The Financial Diaries studies of communities in Sub-Saharan Africa have given us rich insights into where low-income families fall into crisis. For example, by deprioritising non-urgent healthcare – regular check-ups, early interventions – health issues that may have started as inexpensive to treat, grow into a major life-threatening and financially expensive crisis. Families will save on tests and instead go straight to buying medication. Diagnostics and prevention are jettisoned in favour of crisis management. We call this a quality tax that disproportionately impacts those on low incomes. Poor healthcare provision delivered late tends to be both expensive and tragic.
The U.S. Financial Diaries study replicated the methodology in the American context in 2015, surveying over 200,235 low-to-moderate-income households over a year. It showed that one in five encountered out-of-pocket health expenditure, with costs averaging nearly USD 3,000 over the year, and many more renounced medical care because of financial issues. The study helped identify one of the root causes: in a context of healthcare costs inflation, companies gradually provided blue collar workers with lower-cost health insurance plans with deductibles that more than doubled.
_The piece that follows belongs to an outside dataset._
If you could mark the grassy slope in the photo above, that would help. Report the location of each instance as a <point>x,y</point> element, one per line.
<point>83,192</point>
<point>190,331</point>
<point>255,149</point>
Access to healthcare is about more than insurance: it’s also about getting access to trusted medical advice that can help patients navigate the health landscape. It’s about education and health-seeking behaviours. Digital solutions are particularly good at reaching rural populations where there are no physical health services, but they have a growing part to play in delivering solutions for all communities wherever they are located.
Digital solutions may also be able to fill health gaps in middle-income countries like China. While 95% of the population has universal health coverage, the system is still fragmented, with coverage varying from cities to rural areas, and co-pays varying from 30-60% depending on geography and treatment. Just like in Sub-Saharan Africa, low-income families in rural China may deprioritise non-urgent healthcare, worsening outcomes down the line. In light of these observations, institutions like the World Bank, and now AXA, are sponsoring Financial Diaries projects. These studies are already revealing that access to online consultations may improve healthcare seeking behaviour for minor health issues, which could help to prevent illness before it becomes severe.
Inclusive insurance takes the industry back to its core principle held by the very first mutual societies of 17th century England: insurance by the people for the people. If we can design simple and inexpensive solutions that take 30 seconds to explain, with no fine print, we will be helping lift millions of low-income families out of vicious cycles of under-protection.
The Financial Diaries has demonstrably helped shape the design of successful solutions both low-to-middle and high income countries. We need to be aware of widening wealth inequality and increasingly prevalent financial insecurity, and applying Financial Diaries methodologies could underpin a protection system that works for all.